The continuation of transportation to Van Diemen's Land saw the rise of a well-coordinated anti-transportation movement, especially following a severe economic depression in the early 1840s. Transportation was temporarily suspended in 1846 but soon revived with overcrowding of British jails and clamour for the availability of transportation as a deterrent. By the late 1840s most convicts being sent to Van Diemen's Land, plus some still to Australia, and were designated as "exiles" who were free to work for pay while under sentence. In 1850 the Australasian Anti-Transportation League was formed to lobby for the permanent cessation of transportation, its aims being furthered by the commencement of the Australian gold rushes the following year. The last convict ship to be sent from England, the St. Vincent, arrived in 1853, and on 10 August 1853 Jubilee festivals in Hobart and Launceston celebrated 50 years of European settlement with the official end of transportation.

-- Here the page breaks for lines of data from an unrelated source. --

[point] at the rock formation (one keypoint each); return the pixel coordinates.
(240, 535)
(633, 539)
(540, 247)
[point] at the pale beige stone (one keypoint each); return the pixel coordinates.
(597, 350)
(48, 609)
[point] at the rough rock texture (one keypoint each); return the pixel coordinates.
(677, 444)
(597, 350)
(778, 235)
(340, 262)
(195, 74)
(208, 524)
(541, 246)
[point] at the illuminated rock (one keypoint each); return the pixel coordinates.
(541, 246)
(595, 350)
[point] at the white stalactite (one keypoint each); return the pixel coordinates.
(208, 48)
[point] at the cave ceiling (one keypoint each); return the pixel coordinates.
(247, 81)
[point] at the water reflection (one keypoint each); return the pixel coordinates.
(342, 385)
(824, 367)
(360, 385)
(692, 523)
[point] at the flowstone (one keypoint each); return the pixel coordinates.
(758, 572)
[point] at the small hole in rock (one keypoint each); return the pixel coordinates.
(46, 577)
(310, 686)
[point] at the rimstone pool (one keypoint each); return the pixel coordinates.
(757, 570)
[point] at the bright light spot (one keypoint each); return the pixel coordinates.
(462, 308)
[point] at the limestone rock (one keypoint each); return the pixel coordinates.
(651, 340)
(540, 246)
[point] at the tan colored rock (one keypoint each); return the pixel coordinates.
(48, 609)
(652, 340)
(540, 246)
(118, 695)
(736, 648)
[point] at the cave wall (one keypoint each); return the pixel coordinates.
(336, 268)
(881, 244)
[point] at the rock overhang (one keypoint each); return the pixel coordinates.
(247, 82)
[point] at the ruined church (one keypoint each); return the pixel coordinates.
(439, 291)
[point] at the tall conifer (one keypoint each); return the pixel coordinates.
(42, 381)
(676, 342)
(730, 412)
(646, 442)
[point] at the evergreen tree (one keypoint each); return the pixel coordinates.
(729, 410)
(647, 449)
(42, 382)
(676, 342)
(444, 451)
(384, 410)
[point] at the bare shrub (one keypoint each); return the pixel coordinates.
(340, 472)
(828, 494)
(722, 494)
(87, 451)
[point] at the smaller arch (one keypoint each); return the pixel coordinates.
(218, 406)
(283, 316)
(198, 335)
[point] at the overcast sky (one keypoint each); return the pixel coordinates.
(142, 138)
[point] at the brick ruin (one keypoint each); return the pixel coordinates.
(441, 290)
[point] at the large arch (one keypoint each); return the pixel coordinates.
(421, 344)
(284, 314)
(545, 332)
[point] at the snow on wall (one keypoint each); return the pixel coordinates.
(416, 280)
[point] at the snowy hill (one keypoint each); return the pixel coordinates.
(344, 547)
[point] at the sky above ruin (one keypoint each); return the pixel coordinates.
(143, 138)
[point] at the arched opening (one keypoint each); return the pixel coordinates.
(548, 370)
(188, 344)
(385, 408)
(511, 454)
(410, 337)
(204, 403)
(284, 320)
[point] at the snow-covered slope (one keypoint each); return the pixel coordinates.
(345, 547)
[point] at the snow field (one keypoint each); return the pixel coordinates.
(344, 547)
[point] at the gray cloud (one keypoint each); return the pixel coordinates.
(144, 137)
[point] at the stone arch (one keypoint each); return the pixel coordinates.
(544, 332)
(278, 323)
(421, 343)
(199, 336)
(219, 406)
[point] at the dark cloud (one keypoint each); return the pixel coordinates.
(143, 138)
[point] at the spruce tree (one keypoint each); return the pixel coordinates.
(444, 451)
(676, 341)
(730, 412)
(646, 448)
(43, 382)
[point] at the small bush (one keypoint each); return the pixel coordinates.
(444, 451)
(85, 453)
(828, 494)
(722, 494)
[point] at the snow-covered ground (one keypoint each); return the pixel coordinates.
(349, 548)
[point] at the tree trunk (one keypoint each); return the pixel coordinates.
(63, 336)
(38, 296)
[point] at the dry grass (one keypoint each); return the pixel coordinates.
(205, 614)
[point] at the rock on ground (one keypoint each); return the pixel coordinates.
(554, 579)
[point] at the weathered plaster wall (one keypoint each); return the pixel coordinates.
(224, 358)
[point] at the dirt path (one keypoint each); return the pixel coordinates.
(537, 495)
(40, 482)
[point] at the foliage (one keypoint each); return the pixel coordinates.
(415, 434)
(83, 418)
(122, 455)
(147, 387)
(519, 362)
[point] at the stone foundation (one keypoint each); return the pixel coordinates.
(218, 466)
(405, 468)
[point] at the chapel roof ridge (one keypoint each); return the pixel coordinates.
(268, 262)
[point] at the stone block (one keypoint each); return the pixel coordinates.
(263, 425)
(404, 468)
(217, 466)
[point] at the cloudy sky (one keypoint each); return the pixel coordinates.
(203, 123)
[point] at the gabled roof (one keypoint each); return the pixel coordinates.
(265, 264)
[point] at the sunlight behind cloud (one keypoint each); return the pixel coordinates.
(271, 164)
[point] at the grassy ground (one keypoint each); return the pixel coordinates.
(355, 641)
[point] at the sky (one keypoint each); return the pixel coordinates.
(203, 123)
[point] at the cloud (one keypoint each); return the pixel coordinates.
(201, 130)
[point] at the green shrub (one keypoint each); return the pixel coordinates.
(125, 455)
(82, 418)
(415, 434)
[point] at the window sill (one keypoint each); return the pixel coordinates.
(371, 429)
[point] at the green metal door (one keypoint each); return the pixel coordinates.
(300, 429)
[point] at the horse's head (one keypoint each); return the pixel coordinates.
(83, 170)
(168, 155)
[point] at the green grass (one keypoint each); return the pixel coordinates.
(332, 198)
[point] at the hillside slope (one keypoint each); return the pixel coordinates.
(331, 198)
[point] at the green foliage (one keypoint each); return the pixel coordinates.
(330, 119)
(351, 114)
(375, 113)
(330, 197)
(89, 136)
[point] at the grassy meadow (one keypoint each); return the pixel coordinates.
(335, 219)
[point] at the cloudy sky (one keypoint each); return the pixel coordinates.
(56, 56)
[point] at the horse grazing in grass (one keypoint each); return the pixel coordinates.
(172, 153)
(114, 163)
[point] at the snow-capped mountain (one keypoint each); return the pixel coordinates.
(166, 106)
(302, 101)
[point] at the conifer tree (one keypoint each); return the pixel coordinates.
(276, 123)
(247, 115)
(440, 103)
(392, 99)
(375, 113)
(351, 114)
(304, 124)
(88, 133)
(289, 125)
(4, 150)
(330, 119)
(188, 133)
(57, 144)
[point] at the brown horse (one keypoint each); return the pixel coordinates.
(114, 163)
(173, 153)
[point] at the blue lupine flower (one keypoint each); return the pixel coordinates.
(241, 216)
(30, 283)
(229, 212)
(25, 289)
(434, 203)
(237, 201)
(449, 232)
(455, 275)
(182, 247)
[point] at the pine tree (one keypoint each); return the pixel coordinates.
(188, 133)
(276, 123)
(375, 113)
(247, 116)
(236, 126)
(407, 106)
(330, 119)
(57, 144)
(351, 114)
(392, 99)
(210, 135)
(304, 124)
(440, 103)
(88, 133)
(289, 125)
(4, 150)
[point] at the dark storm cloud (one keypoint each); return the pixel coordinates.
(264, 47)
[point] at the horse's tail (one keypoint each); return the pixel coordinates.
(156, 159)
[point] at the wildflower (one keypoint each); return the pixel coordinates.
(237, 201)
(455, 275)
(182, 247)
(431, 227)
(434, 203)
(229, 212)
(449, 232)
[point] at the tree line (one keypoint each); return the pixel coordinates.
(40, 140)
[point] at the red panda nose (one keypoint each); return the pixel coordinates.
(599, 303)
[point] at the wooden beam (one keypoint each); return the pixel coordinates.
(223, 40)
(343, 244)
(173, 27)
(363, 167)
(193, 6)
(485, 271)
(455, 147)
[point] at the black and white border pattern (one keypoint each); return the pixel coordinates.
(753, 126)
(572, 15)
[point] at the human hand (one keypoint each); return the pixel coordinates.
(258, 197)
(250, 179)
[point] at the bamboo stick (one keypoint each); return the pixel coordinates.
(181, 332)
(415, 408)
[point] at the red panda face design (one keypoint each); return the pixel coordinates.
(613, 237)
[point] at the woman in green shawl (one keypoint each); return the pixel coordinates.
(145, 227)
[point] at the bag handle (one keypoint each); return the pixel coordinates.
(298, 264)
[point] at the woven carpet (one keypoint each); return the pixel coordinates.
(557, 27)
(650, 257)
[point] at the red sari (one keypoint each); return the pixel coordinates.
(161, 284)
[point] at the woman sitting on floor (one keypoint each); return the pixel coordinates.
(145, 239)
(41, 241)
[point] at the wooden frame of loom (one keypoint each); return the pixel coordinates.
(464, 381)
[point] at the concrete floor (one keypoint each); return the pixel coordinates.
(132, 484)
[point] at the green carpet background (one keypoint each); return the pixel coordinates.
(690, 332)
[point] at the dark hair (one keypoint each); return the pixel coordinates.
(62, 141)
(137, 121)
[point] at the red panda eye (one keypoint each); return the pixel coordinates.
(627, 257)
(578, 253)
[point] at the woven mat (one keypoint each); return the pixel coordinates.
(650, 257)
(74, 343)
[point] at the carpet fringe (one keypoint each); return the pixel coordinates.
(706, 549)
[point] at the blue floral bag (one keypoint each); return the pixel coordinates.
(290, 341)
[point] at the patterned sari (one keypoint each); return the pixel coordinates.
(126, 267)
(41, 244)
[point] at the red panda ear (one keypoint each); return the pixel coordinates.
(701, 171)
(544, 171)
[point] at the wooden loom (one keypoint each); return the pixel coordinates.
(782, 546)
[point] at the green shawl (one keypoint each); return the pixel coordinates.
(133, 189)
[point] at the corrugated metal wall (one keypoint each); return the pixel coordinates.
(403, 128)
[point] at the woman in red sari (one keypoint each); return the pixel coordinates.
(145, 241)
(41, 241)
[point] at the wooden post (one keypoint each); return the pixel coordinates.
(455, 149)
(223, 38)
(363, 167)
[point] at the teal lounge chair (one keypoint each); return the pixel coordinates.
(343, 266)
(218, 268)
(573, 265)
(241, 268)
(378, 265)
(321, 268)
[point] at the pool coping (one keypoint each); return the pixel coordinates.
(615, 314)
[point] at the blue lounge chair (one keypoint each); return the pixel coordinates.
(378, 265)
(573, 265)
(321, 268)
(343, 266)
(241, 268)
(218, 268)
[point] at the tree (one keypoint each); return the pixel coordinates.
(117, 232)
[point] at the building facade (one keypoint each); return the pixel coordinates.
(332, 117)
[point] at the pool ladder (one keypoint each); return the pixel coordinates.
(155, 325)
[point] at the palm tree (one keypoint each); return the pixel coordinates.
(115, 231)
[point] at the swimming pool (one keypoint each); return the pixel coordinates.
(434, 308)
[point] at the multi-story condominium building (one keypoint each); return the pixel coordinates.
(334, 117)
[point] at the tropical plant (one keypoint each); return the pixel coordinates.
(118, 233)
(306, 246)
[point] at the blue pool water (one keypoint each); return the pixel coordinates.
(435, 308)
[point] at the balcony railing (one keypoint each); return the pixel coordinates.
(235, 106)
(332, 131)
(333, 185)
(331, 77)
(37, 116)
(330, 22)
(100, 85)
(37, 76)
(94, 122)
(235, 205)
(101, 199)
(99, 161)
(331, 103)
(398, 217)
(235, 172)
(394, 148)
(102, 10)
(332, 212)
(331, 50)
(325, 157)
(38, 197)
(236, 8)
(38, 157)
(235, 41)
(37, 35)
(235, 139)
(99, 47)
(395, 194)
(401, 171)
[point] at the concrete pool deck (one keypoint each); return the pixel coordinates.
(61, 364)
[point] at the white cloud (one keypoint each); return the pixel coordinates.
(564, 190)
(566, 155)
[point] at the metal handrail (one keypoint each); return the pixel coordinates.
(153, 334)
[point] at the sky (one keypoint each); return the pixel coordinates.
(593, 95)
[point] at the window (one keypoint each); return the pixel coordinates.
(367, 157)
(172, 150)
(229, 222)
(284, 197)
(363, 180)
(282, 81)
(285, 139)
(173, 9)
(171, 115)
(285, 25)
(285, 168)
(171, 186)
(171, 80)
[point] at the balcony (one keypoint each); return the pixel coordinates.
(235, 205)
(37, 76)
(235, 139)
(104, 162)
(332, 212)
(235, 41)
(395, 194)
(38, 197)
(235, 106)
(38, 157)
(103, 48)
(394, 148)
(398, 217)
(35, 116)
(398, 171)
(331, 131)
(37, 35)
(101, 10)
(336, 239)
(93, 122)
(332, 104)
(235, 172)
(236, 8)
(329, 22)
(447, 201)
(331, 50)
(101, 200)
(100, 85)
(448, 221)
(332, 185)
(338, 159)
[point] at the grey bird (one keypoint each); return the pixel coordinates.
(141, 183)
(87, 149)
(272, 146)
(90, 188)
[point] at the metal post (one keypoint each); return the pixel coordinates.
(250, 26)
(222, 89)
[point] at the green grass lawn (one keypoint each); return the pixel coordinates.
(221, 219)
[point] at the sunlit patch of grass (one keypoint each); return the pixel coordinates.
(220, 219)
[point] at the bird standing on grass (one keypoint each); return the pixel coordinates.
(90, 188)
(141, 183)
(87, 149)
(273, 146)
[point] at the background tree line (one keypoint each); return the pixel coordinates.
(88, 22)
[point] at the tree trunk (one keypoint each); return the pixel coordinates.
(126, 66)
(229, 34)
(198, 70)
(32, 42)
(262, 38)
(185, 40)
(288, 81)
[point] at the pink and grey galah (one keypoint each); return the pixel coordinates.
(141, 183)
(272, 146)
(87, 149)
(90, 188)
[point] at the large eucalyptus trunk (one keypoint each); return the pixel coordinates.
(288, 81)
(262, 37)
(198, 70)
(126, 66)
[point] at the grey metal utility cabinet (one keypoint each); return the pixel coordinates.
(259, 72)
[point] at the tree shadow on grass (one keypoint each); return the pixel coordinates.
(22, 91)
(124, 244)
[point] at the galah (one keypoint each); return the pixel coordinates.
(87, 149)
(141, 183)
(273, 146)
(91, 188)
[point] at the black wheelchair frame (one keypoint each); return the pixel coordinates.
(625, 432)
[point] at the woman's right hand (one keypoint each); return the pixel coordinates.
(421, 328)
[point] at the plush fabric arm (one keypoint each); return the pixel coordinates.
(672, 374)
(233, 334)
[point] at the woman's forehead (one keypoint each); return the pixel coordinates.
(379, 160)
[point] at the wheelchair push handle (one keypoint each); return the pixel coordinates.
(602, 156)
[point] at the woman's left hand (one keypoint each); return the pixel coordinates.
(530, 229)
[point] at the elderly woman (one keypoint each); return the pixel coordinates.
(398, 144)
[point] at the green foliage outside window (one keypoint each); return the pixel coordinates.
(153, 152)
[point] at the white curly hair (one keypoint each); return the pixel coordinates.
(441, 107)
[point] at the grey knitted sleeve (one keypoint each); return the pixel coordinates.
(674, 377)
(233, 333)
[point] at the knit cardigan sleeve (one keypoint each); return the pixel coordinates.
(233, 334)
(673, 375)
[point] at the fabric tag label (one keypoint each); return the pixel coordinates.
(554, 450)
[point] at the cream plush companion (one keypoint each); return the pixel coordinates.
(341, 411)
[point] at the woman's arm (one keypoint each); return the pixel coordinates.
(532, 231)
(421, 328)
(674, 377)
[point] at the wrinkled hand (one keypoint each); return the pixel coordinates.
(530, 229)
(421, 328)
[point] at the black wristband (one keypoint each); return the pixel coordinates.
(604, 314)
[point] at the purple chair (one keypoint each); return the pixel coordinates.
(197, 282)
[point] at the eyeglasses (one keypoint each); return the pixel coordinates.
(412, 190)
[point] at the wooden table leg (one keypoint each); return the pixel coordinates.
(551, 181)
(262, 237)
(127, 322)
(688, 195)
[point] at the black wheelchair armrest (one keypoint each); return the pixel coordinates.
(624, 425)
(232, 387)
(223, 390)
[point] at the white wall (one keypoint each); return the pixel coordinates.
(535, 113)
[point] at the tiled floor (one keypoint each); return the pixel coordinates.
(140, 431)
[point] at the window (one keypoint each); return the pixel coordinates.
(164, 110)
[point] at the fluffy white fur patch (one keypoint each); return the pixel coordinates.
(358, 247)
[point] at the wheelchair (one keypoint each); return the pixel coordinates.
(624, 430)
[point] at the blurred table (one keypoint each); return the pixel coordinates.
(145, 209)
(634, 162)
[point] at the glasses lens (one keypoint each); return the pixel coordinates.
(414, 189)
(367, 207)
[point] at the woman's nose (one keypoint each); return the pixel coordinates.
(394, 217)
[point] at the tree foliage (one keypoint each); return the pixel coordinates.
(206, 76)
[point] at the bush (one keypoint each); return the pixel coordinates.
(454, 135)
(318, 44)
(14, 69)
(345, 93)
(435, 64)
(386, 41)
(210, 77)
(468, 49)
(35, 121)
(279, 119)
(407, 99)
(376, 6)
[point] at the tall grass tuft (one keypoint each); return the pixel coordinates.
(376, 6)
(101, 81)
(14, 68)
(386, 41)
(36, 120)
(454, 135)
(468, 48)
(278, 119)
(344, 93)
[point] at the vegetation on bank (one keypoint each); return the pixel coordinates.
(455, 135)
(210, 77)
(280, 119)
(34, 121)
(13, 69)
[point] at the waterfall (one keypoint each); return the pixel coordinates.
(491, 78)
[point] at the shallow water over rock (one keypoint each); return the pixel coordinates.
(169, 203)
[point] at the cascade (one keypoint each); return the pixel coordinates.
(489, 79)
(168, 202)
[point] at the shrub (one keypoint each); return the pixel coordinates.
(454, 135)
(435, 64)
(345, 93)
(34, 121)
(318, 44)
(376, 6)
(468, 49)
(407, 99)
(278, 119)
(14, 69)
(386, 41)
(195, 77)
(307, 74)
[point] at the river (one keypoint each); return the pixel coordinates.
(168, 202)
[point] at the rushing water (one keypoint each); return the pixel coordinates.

Little is known about John Bancroft after he arrived in Tasmania, other than the fact that, along with virtually every other convict on the ship, he was given a ‘Conditional Pardon’, which may well have been due to the fact that he had spent his sentence largely in a Hulk Ship in England and then spend a further 12 months at sea in transit. A Conditional Pardon freed convicts, and was granted on the condition that the convict did not return to England or Ireland, meaning they could never return to their homeland. Many freed convicts often took off for the Victorian gold fields, as this was one of the few places in the colonies where an ex-convict could find work. It seems likely that he did not re-offend, as he does not show up on any further records after his arrival in 1850, although it is possible that John may have altered his name, so as not to appear on any records, as many convicts did, in order to try and make a new start in their new country.

There is also evidence of a different and unrelated 'John Bancroft', born in Manchester around 1840, who travelled legitimately from Liverpool to Melbourne in Australia, landing in February 1862, and then marrying an Elizabeth Griffin in 1866 at Sydney. He may also have been the same person who worked as a Commercial Traveller and died in a place called Woonana, New South Wales, although I have not been able to confirm all this.

Here is a register of Conditional Pardons from the time, together with a copy of a Conditional Pardon from New South Wales. Neither refer to John Bancroft unfortunately 

Conditional Pardon register
Conditional Pardon - New South Wales.

And finally, here is an extract from the local newspaper, the Hobart Courier, commenting on the arrival of the Neptune and it's cargo of convicts, which does not show any real hostility to them, even holding out the hand of friendship to the new arrivals:


"....were the arrival of this vessel an incident by itself, we should say nothing against it. If the men on board that vessel have the slightest moral sense, they have bitterly felt the penalty of their crimes. Among them some may be found whose very offences are almost justified by their appearance on our shores. They were convicted of hostility to the English Government, but there is not a man in Van Diemen's Land with whom the magnitude of that offence is not lessened, when he finds that official truculence and perfidy are the deeds which make office sure. We do not counsel the smallest injury to the freight of the Neptune, they are men, not chests of tea, or we should appeal to the warm blood of the Mohawks, and to the example of Boston. We shall not forget that these men are our countrymen, that they are neither worse nor better than the twenty thousand prisoners within the last ten years poured on these shores, and that they are the bearers to this colony of a final justification of whatever attitude it may assume hereafter."